Washington state Reps. Matt Shea (R), Cary Condotta (R), Jason Overstreet (R) and Jim McCune (R) apparently believe that the U.S. dollar itself is unconstitutional because it is not gold or silver. Worse, if a bill they introduced late last week should become law, this strange vision of the Constitution would be written directly into their state’s law. According to their bill,
Only gold and silver may be recognized as government legal tender under Article I, section 10 of the United States Constitution, which gives the states the power to enact gold and silver based legal tender laws, “no state shall . . .; make any Thing but gold and silver Coin a Tender in Payment of Debts.” . . . The general government has failed to abide by Article I, section 8 of the United States Constitution: “To coin Money, regulate the Value thereof and of foreign Coin, . . .” and provide market value for gold and silver coins for circulation as currency among the states.

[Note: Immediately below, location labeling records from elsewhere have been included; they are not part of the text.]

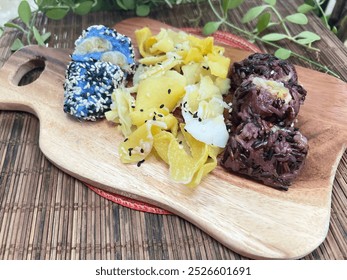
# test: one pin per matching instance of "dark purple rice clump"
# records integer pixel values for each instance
(266, 152)
(251, 99)
(263, 65)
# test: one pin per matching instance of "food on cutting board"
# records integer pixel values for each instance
(175, 107)
(172, 104)
(264, 65)
(264, 143)
(266, 152)
(101, 62)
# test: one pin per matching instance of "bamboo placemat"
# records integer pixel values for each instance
(46, 214)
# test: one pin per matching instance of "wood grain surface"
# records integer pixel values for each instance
(249, 218)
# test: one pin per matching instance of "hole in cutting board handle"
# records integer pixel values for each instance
(29, 71)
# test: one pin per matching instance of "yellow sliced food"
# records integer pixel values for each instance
(137, 146)
(161, 144)
(219, 65)
(154, 92)
(121, 109)
(183, 166)
(142, 36)
(207, 167)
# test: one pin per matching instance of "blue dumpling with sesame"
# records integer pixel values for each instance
(102, 43)
(88, 88)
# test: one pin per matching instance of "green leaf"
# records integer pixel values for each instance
(308, 35)
(297, 18)
(263, 22)
(57, 13)
(231, 4)
(304, 8)
(283, 53)
(253, 13)
(142, 10)
(13, 25)
(270, 2)
(83, 8)
(211, 27)
(17, 44)
(38, 37)
(274, 37)
(24, 12)
(121, 4)
(310, 2)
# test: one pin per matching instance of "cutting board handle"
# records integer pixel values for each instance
(31, 97)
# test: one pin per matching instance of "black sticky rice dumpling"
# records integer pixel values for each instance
(272, 100)
(266, 152)
(264, 65)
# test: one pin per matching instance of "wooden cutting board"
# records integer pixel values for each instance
(253, 220)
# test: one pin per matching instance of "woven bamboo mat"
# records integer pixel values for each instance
(46, 214)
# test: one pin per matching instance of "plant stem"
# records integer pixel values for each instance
(282, 21)
(255, 37)
(324, 18)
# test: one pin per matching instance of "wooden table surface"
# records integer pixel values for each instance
(47, 214)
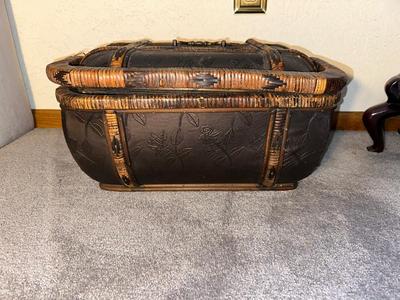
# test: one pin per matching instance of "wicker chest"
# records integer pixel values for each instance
(196, 115)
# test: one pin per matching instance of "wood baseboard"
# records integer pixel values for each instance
(51, 118)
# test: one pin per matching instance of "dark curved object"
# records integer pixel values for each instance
(374, 117)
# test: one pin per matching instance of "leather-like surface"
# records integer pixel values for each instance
(85, 135)
(306, 144)
(196, 147)
(231, 57)
(160, 59)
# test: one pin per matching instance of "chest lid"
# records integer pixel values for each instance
(212, 66)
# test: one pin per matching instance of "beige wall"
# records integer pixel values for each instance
(361, 35)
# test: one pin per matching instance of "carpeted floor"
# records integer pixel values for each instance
(336, 236)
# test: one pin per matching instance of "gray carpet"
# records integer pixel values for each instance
(337, 236)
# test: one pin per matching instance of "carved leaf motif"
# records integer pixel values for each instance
(140, 118)
(61, 77)
(97, 126)
(246, 118)
(193, 119)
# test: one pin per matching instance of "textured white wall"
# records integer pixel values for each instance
(360, 36)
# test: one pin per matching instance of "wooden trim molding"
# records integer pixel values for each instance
(51, 118)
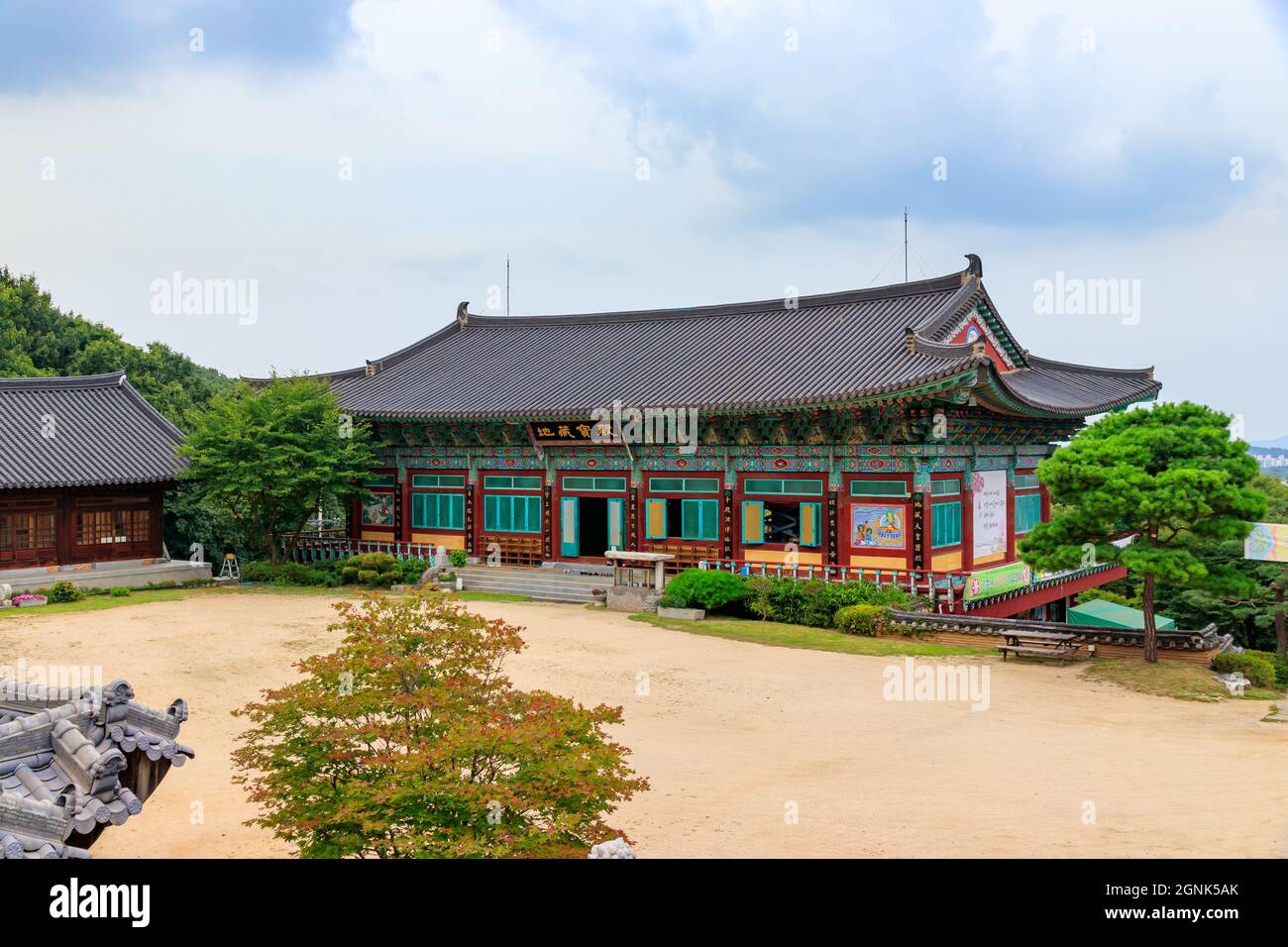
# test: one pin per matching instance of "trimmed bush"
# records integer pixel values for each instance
(1254, 668)
(816, 603)
(708, 589)
(62, 591)
(282, 574)
(373, 569)
(1279, 664)
(861, 620)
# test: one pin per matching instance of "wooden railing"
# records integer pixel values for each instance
(940, 587)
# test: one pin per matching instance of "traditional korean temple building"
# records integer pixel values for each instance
(892, 429)
(84, 466)
(75, 761)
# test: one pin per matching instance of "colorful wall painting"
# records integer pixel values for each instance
(877, 527)
(991, 521)
(377, 509)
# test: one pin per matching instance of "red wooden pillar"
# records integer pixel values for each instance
(156, 525)
(403, 532)
(642, 519)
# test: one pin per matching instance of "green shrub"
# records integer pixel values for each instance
(1279, 664)
(412, 570)
(759, 596)
(816, 603)
(62, 591)
(862, 620)
(1254, 668)
(708, 589)
(669, 600)
(373, 569)
(282, 574)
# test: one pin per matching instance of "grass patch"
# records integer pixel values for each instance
(98, 602)
(780, 635)
(1179, 680)
(1260, 693)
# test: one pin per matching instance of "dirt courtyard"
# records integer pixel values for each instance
(735, 738)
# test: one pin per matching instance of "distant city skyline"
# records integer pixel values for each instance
(362, 167)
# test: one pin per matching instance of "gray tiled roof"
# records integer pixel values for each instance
(827, 350)
(63, 753)
(81, 432)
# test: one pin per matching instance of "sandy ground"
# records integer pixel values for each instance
(734, 737)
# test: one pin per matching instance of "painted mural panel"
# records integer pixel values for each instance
(877, 526)
(990, 523)
(1266, 543)
(377, 509)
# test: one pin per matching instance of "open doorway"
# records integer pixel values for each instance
(590, 525)
(592, 528)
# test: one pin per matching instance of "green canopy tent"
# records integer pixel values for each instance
(1102, 613)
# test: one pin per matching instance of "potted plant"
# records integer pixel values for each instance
(671, 605)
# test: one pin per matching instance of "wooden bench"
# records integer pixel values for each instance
(1039, 644)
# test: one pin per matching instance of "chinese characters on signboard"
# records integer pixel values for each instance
(572, 432)
(990, 510)
(877, 527)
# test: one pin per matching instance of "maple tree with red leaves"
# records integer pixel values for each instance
(408, 741)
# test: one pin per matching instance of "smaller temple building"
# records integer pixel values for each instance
(84, 466)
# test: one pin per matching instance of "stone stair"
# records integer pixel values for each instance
(545, 583)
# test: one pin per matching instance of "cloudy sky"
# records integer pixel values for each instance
(369, 165)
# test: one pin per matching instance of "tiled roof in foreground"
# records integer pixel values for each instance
(827, 350)
(65, 758)
(85, 431)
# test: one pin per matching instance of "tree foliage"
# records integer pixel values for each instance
(268, 459)
(408, 741)
(1170, 476)
(38, 338)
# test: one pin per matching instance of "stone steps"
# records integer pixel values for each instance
(541, 583)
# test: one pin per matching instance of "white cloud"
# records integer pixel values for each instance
(462, 155)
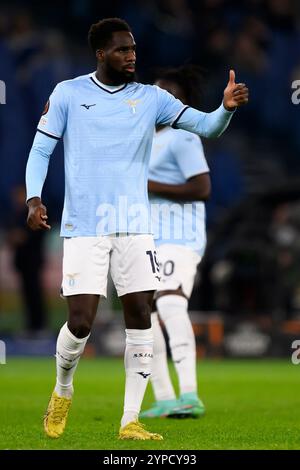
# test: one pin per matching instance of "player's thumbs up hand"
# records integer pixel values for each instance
(235, 94)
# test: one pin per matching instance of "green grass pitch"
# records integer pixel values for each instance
(250, 405)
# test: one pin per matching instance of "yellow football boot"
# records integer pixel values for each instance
(136, 431)
(56, 415)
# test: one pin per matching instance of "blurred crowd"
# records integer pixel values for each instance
(251, 240)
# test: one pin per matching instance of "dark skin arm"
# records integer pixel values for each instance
(196, 188)
(37, 215)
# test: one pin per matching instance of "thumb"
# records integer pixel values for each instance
(231, 77)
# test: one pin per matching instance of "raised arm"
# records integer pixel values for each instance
(215, 123)
(173, 112)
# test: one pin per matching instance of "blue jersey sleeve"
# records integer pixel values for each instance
(54, 117)
(188, 152)
(204, 124)
(168, 107)
(37, 165)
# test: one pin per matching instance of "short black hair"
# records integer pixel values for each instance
(189, 77)
(100, 33)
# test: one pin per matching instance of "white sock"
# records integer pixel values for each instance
(160, 377)
(173, 310)
(68, 352)
(138, 364)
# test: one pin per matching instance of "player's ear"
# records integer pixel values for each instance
(100, 54)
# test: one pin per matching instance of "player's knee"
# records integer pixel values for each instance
(79, 323)
(139, 315)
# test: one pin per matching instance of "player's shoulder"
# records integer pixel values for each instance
(144, 88)
(185, 136)
(73, 82)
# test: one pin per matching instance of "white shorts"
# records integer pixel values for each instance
(130, 258)
(178, 267)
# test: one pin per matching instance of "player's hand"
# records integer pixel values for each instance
(235, 94)
(37, 215)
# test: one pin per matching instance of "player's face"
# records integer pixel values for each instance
(118, 58)
(173, 88)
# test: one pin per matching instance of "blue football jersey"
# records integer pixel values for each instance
(176, 156)
(107, 135)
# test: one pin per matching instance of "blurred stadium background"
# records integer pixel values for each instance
(246, 301)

All of this, of course, is constitutional gobbledygook. While it is true that the Constitution does forbid states from making something other than gold or silver into legal tender, the American dollar is a creation of the federal government — which is an entirely different thing than the states! Likewise, there is nothing in the Constitution that requires the federal government to “coin” gold or silver money. The Constitution gives Congress the power to mint such coins if it wants to. It also, however, permits the United States to “regulate commerce with foreign nations, and among the several states, and with the Indian tribes.” Creating a national currency that can be used for all commercial transactions throughout the United States easily fits within this power. The Supreme Court also upheld America’s power to use a paper currency as recently as the 1800s, although it relied upon somewhat more complex reasoning.
Nevertheless, strange bills intended to undermine the U.S. dollar have popped up across the nation — many of which attempt to make bizarre changes to how a state or its citizens do business. A Georgia bill, for example, forbids anyone from doing business with the state unless the transaction is conducted with gold or silver coins. Similarly, a Utah bill would allow citizens to mint their own gold and silver coins.